Webconverger's curated chroot from which updates originate
https://webconverger.org/upgrade/
73 stars 37 forks source link

Kernel panic / hang when creating files in tmpfs #118

Open kbarek opened 11 years ago

kbarek commented 11 years ago

To reproduce the problem:

1) Boot Webconverger (tested with 16.0 and 16.0-1-g42a8fb1) in debug mode 2) Run

dd if=/dev/zero of=/home/webc/testfile1 bs=512k count=100 # works OK dd if=/dev/zero of=/home/webc/testfile2 bs=512k count=100 # works OK dd if=/dev/zero of=/home/webc/testfile3 bs=512k count=100 # hang / kernel panic ("attempting to kill init")

There should be more than enough room to create the last file (in my case 132MB available after testfile2 was written).

This bug was initially discovered because of a Java applet that wrote to the /home/webc/.java directory and caused a kernel panic.

After mounting a new tmpfs at /home/webc/.java, the problem disappeared. I'm not sure why the Java applet caused a problem, since it only wrote about 0.3MB to the filesystem, but at least the code above will recreate the problem.

matthijskooijman commented 11 years ago

Just as another datapoint: I was recently debugging a Flash video player application that filled up /tmp with a downloaded video file. When /tmp was full, the Flash player simply stopped playing the video, nothing crashed. In this case, the RAM was not fully exhausted yet, since tmpfs defaults to a size of half the physical RAM (and the other half was enough for the rest of the system). This might be different when the physical RAM is smaller (< 2GB).

Alternatively, the difference might be that filling up /home or / (which I think is a different tmpfs from /tmp) does break the system?

kbarek commented 11 years ago

With some more testing, I have discovered that this is triggered by an out-of-memory condition caused by copying data into the tmpfs. The OOM killer will then randomly kill processes and at some point probably kills an essential task.

The system I've tested with doesn't have more than 512MB of memory, and that combined with no swap makes probably forces this to happen.
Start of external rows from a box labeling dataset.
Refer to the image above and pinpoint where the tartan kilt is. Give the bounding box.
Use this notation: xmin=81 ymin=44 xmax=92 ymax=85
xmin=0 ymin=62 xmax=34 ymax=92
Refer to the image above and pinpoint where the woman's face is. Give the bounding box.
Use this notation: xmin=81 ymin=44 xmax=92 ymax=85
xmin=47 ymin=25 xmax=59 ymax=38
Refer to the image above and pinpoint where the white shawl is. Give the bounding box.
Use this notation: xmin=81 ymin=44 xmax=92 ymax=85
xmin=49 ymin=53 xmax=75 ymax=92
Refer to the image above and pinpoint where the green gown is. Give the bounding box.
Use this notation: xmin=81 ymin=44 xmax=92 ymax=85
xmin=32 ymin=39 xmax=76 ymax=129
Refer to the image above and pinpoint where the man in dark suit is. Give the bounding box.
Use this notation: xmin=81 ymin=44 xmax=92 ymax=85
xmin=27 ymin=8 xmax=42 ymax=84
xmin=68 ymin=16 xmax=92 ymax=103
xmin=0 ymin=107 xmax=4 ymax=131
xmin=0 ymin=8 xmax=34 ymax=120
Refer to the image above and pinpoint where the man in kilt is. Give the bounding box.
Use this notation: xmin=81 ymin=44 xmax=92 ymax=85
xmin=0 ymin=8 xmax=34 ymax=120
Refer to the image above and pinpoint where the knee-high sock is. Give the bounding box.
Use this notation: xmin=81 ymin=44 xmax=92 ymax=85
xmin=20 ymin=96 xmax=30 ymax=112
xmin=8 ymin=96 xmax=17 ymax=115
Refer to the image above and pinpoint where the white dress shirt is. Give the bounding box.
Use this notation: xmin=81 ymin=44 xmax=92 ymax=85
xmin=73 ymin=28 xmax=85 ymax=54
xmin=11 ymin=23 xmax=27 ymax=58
This might also explain why the bug was triggered more easily while running Java applets (a memory hog).

To avoid essential processes getting killed, I can run something like this before the X environment starts:

for i in /proc/[0-9]*
do
  if [ "`cat $i/cmdline`" ]
  then
    echo -17 >  $i/oom_adj
  fi
done

This will exempt all the running processes from OOM killing, leaving the OOM to kill the X server, firefox, java or whatever other plugin process may be running. If killing these isn't enough to free memory, we probably have more serious problems anyway that needs fixing, and the end result will still be the same in any case (a kernel panic).

kaihendry commented 11 years ago

This is interesting, since I'm trying to get to the bottom of understanding the OOM with https://github.com/Webconverger/webc/issues/83 and I'm not getting very far.

Be good if we can limit the killing just to the firefox process which is controlled by a loop so it can restart, and should hopefully flush the memory taken by java/flash etc. etc.

The experts live upon http://linux-mm.org/LinuxMM I think...